La mission officielle réunissait notamment Philippe Tonangoye, ministre de l’Accès universel à l’Eau et à l’Énergie, Clotaire Kondja, ministre du Pétrole et du Gaz, ainsi que Thierry Minko, ministre de l’Économie et des Finances. Au cours de leur séjour, les responsables gabonais ont notamment rencontré Sarah Troutman, sous-secrétaire d’État adjointe chargée des affaires africaines au Département d’État américain.

Lors des échanges, la délégation a mis en avant plusieurs projets liés aux secteurs de l’énergie et de l’eau, considérés comme prioritaires pour le développement du pays. Les autorités gabonaises souhaitent en particulier renforcer la participation des entreprises américaines dans la réalisation d’infrastructures énergétiques, dans un contexte où la modernisation du réseau électrique apparaît comme une nécessité.

Pour soutenir cette ambition, le gouvernement met en avant un programme de développement de l’énergie et de l’eau élaboré sur une période de 30 ans avec l’appui de la Banque mondiale.
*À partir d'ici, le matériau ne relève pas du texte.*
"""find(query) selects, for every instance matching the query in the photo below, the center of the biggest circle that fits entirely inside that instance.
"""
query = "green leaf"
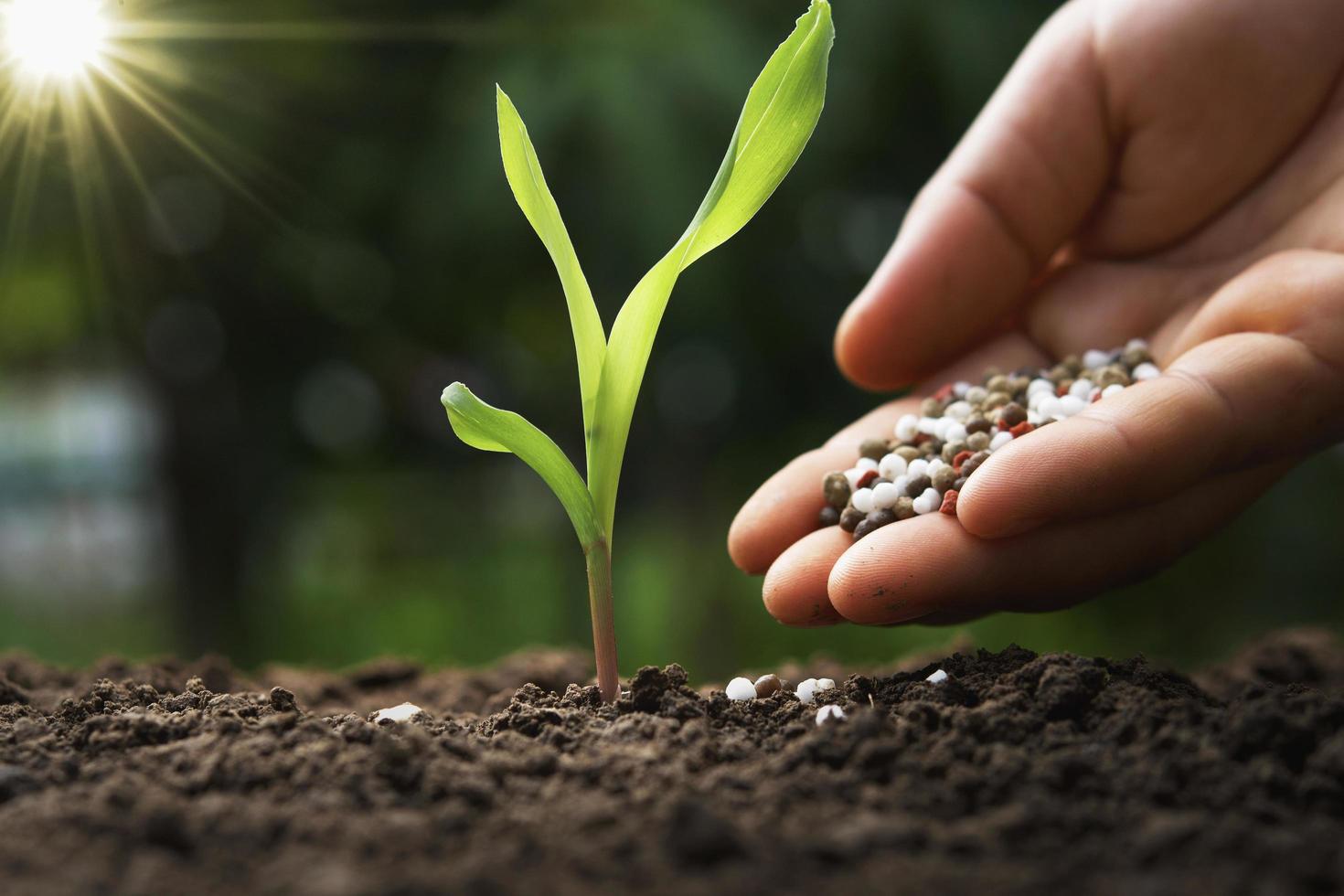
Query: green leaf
(777, 120)
(491, 429)
(528, 185)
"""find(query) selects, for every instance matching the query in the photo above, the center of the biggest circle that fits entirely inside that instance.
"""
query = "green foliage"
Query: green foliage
(780, 114)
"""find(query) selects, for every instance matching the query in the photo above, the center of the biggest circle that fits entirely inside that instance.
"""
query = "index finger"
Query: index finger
(1015, 189)
(786, 507)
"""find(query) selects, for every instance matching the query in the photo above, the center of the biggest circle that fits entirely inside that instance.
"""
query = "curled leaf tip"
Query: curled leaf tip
(452, 392)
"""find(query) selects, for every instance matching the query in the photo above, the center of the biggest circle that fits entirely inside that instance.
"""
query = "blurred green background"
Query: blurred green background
(219, 421)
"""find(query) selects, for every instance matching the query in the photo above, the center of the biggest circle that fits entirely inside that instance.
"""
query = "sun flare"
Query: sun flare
(54, 39)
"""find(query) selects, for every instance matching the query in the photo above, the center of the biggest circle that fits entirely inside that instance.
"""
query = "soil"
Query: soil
(1020, 774)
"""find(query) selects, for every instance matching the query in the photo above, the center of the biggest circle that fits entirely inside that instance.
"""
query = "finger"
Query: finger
(795, 589)
(1017, 187)
(1209, 97)
(786, 507)
(930, 569)
(1008, 352)
(1238, 400)
(1103, 304)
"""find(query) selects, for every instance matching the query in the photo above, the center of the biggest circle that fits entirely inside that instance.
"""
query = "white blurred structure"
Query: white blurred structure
(80, 512)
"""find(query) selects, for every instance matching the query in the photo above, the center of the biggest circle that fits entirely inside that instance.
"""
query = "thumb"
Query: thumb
(1014, 191)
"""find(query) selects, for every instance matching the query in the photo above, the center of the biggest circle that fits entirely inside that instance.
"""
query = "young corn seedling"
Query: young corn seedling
(777, 120)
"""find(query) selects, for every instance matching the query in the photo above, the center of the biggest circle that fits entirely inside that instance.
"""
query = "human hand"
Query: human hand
(1148, 168)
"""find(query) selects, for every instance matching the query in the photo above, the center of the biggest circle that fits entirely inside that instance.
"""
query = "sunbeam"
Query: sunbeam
(76, 74)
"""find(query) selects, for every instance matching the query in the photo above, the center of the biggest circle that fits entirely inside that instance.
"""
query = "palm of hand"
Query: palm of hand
(1172, 171)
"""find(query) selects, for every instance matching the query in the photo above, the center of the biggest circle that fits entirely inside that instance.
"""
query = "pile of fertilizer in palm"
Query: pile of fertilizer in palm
(932, 454)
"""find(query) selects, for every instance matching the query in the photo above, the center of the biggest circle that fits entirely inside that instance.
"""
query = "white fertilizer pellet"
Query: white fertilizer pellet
(402, 712)
(829, 712)
(741, 689)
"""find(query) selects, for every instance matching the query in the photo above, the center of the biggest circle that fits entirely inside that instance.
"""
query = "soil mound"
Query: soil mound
(1019, 774)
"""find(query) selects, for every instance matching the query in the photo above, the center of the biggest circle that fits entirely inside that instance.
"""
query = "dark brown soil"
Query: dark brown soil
(1020, 774)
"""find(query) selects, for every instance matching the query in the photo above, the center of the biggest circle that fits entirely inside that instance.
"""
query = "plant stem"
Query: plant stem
(598, 558)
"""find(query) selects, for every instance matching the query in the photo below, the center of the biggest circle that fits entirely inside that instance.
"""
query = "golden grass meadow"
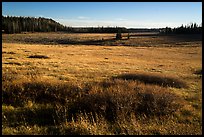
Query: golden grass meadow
(91, 84)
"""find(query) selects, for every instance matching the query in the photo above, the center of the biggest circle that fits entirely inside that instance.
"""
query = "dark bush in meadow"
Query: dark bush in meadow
(154, 79)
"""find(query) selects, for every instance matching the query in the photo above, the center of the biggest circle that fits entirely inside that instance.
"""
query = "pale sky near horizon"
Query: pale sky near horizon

Ce plan prévoit des investissements estimés à environ 162 millions de dollars à court terme, avec une enveloppe pouvant atteindre 540 millions de dollars sur les sept prochaines années.

Par ailleurs, plusieurs acteurs américains sont déjà présents dans le secteur énergétique gabonais. C’est notamment le cas de la major pétrolière ExxonMobil et de la U.S. International Development Finance Corporation (DFC), qui participent à certains projets d’infrastructures dans le pays.

Cependant, les besoins financiers restent considérables. Selon une analyse relayée par des sources spécialisées, le Gabon doit mobiliser d’importantes ressources pour moderniser et étendre ses infrastructures électriques, dont certaines sont aujourd’hui vieillissantes.

Afin de structurer ce financement, les autorités ont notamment mis en place le Fonds national pour l’énergie et l’eau (FNEE). Ce mécanisme vise à mobiliser des ressources publiques, privées ainsi que celles des partenaires techniques et financiers afin d’accélérer les investissements dans l’électricité et l’accès à l’eau.

Selon les estimations présentées par le ministre Philippe Tonangoye en août 2025, le pays aurait besoin d’environ 2000 milliards de francs CFA par an, soit près de 3,3 milliards de dollars, pendant sept ans pour moderniser et étendre ses infrastructures électriques. Au-delà de l’électricité, ces investissements devraient également contribuer à améliorer l’accès à l’eau pour les populations.

Dans ce contexte, le renforcement de la coopération avec les partenaires américains apparaît comme une piste stratégique pour soutenir les ambitions du Gabon en matière d’infrastructures énergétiques et accompagner le développement économique du pays.